On 14 March Simon Rattle and the Bavarian Radio Symphony Orchestra premiere Thomas Adès’ Aquifer at the Herkulessaal in Munich. Orchestra and conductor then give the Austrian debut of the 17-minute work with the BRSO at the Musikverein on 16 March; the US premiere, at Carnegie Hall, follows on 3 May. This summer Rattle and the orchestra will present the work at the Grafenegg Festival on 30 August.

Aquifer was commissioned by the Symphonieorchester des Bayerischen Rundfunks for the inaugural season of Chief Conductor Sir Simon Rattle with support from Carnegie Hall and the Gesellschafft der Musikfreunde in Wien.

The title refers to a geological structure which can transmit water. It is cast in one movement built from seven sections. It begins by welling up from the deepest notes, before the theme is presented first by the flutes, building to three statements that use more and more of the orchestra. After a breakdown, the theme returns in a slower second section, albeit with more unstable rhythms and harmony; the third section is built on a crawling chromatic bass line. It accelerates into the fast-flowing fourth section, from which emerges a mysterious stillness. The fifth section builds towards a return of the opening material, lapsing then – as before – into a darker slow section with a dragging character. The fast-flowing music breaks through again, culminating in an ecstatic coda.

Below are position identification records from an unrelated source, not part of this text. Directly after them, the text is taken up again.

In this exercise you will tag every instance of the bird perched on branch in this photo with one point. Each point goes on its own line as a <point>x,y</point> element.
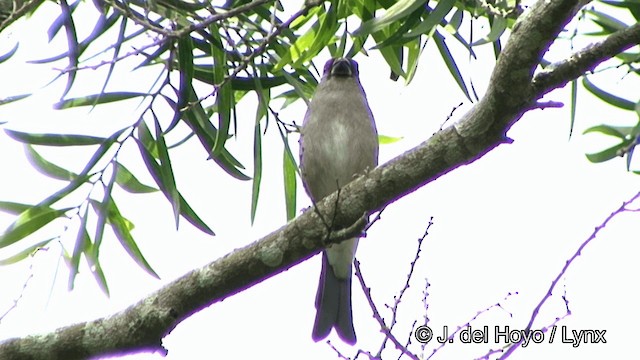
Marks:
<point>338,141</point>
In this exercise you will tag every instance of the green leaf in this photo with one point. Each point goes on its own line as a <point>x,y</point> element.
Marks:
<point>257,168</point>
<point>128,182</point>
<point>13,208</point>
<point>397,11</point>
<point>46,167</point>
<point>96,269</point>
<point>384,140</point>
<point>196,118</point>
<point>498,26</point>
<point>166,171</point>
<point>122,228</point>
<point>72,43</point>
<point>451,63</point>
<point>289,169</point>
<point>186,210</point>
<point>13,98</point>
<point>608,154</point>
<point>608,23</point>
<point>621,132</point>
<point>435,17</point>
<point>54,139</point>
<point>26,252</point>
<point>28,222</point>
<point>92,100</point>
<point>82,241</point>
<point>608,97</point>
<point>9,54</point>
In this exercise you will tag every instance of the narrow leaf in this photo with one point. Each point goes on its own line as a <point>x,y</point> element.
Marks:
<point>26,252</point>
<point>82,241</point>
<point>166,171</point>
<point>128,182</point>
<point>29,222</point>
<point>451,63</point>
<point>122,230</point>
<point>46,167</point>
<point>608,97</point>
<point>92,100</point>
<point>54,139</point>
<point>290,184</point>
<point>396,12</point>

Simon Rattle has championed Adès’ music for over a quarter of a century. In 1997 he commissioned Asyla – which would subsequently win the Grawemeyer prize – for the City of Birmingham Symphony Orchestra  and would subsequently conduct the work internationally over 35 times, including at his 2002 inaugural concert with the Berlin Philharmonic, with whom he later premiered Tevot in 2007. In 2020 Rattle conducted the world premiere of Adès’ Dawn with the London Symphony Orchestra at the BBC Proms.